For those of you who haven’t heard, September 7th is the first annual Cassette Store Day. Like Record Store Day, the event is a day when fans of their favorite analog audio format can flock to a participating store for limited runs of albums and singles, get drunk on cheap to free beer, and generally revel in music nostalgia.
But not everyone thinks it’s such a great idea. Corey Deiterman of the Houston Press even crowned Cassette Store Day “the Dumbest Thing Ever” in his August 28th editorial. And while he makes a great point—that CSD is largely a celebration of hipster kitsch—he also uses the opportunity to spread some disinformation both about the supposedly noble underpinnings of Record Store Day and about cassette tapes in general.
To Dieterman, Record Store Day came about for two reasons Cassette Store Day doesn’t share: The propagation of a superior audio format and the support of mom-and-pop record stores. If only that were true. It’s nice to believe Record Store Day is the homegrown movement of audiophiles looking to support small businesses, but in reality, its clientele isn’t much different from that of your local Urban Outfitters.
He goes on to imply cassette tapes were almost irrelevant the moment they came out and were useful only in that they were a portable. “Why were cassettes a thing to begin with?” he asks, “We had vinyl, we had CDs, so what was the point?”
The point was, while there was certainly overlap in cassette and CD technologies, people like me didn’t start using CDs until the mid-1990s. Even then, owning a CD player was to “keep up with the Joneses.” It was a luxury most couldn’t afford, and many of those who could didn’t see the benefit of a medium that couldn’t be recorded over anyway.
Deiterman also states cassette tapes inherently sound “like shit.” Well, guess what? So does vinyl if it isn’t played on properly calibrated equipment. There are no moving parts in digital audio, but there are hundreds in analog audio. With record players, you have idler wheels, belt drives, and counterweights that come with a range of options, add-ons, and adjustments.

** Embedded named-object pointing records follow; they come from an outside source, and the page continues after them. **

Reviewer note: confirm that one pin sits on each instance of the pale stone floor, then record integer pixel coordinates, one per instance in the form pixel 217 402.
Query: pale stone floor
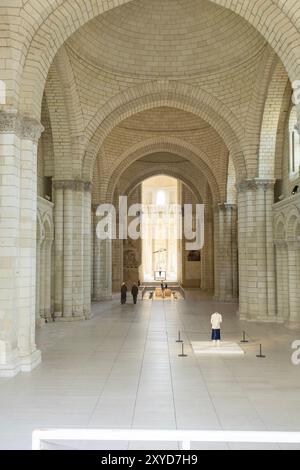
pixel 122 370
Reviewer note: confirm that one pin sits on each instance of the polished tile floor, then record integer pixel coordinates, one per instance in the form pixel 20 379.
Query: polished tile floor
pixel 122 370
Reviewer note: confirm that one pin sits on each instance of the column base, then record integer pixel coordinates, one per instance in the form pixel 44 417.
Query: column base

If the speed of your idler wheel is off, the platter turns too quickly and distorts your music. If the counterweight isn’t adjusted to match the weight of the tonearm and cartridge, the stylus skates across your record potentially causing permanent damage to both the record grooves and the stylus. And these are just the two most common turntable problems.

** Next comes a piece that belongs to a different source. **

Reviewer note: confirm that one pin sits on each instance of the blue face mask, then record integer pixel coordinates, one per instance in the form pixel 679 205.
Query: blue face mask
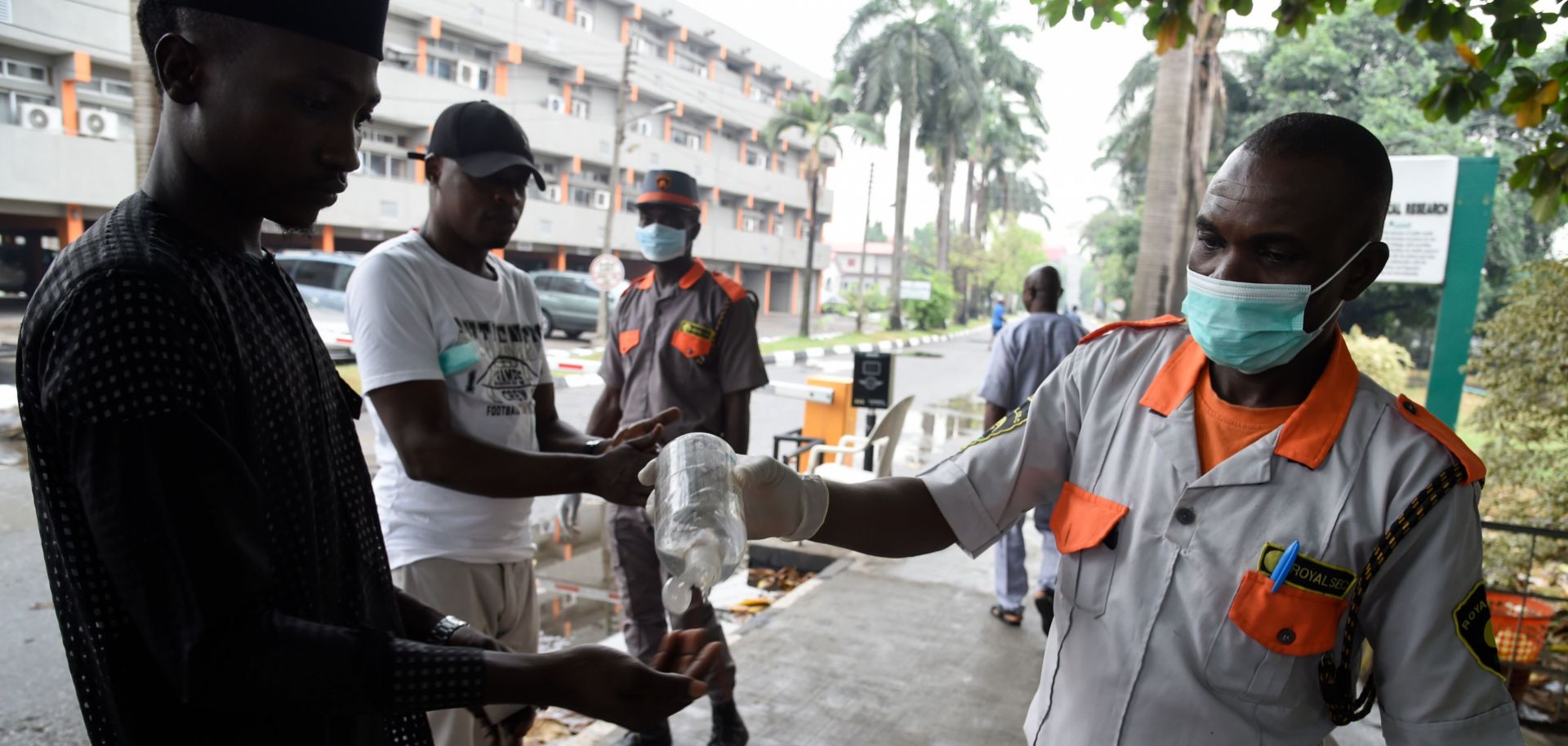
pixel 661 243
pixel 1252 326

Cassette decks have different, but equally temperamental, mechanics—worn belts, misaligned heads, sticky pinch rollers, the list goes on. But all of these can be replaced and adjusted to sound great, as any owner of a high-end cassette deck can attest to. Cassettes also have one big advantage over vinyl: The lowest cost of entry to any analog format. Used decks cost between $10 and $100 while pre-recorded cassettes can cost as little as $0.10.
These benefits carry over to artists as well. Producing albums and singles on cassettes is marginally cheaper than producing them on CDs and much cheaper than producing them on vinyl. I have to admit this surprises even me, but it’s the plain truth. Rainbo Records in Canoga Park, CA, for example, produces cassettes for as little as $0.89 each, but charges $1.00 to produce a CD. To a new artist practicing out of his parents’ garage, an additional $0.11 per pressing adds up.

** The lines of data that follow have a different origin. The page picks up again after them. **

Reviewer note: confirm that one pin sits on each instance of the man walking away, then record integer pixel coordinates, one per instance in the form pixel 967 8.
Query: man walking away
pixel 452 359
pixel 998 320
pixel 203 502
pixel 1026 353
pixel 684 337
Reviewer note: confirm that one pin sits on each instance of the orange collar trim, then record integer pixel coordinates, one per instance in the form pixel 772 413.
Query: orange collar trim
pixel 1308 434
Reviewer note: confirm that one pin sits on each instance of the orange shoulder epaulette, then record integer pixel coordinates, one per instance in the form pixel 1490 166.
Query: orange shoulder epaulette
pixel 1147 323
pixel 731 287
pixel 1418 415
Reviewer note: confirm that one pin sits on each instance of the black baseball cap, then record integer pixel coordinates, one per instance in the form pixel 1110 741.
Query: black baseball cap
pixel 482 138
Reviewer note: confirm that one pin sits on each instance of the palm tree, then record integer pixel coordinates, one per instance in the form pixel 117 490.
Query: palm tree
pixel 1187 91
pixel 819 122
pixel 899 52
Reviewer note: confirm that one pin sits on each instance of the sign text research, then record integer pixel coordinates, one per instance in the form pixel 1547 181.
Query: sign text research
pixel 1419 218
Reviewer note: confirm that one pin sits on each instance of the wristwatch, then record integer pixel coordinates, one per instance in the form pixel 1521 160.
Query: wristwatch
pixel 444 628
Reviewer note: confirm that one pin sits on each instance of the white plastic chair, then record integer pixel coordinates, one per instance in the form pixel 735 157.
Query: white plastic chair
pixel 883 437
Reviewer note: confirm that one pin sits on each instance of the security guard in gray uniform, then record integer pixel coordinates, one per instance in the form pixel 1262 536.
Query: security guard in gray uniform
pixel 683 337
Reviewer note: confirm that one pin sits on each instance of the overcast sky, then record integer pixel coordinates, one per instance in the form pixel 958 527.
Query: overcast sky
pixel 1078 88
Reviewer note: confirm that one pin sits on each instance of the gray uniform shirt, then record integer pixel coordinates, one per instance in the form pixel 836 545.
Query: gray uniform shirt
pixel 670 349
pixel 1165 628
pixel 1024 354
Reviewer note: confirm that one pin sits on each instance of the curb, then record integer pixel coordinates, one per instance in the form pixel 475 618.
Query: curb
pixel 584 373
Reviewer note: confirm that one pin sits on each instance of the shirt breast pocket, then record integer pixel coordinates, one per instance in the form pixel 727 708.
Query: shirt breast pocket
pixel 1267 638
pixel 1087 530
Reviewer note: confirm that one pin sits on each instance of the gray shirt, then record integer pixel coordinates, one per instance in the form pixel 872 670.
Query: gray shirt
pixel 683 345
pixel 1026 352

The best part, however, is the artist’s fans have something that fits in their pocket to take away from a gig. Even if they don’t play the tape, they do have the artist’s “business card.” Slap a web address or a QR code on that sucker (if you want to get fancy), and the artist can also share everything from booking information to Soundcloud playlists.
So Cassette Store Day isn’t quite the dumbest thing ever. In fact, it’s no dumber than Record Store Day.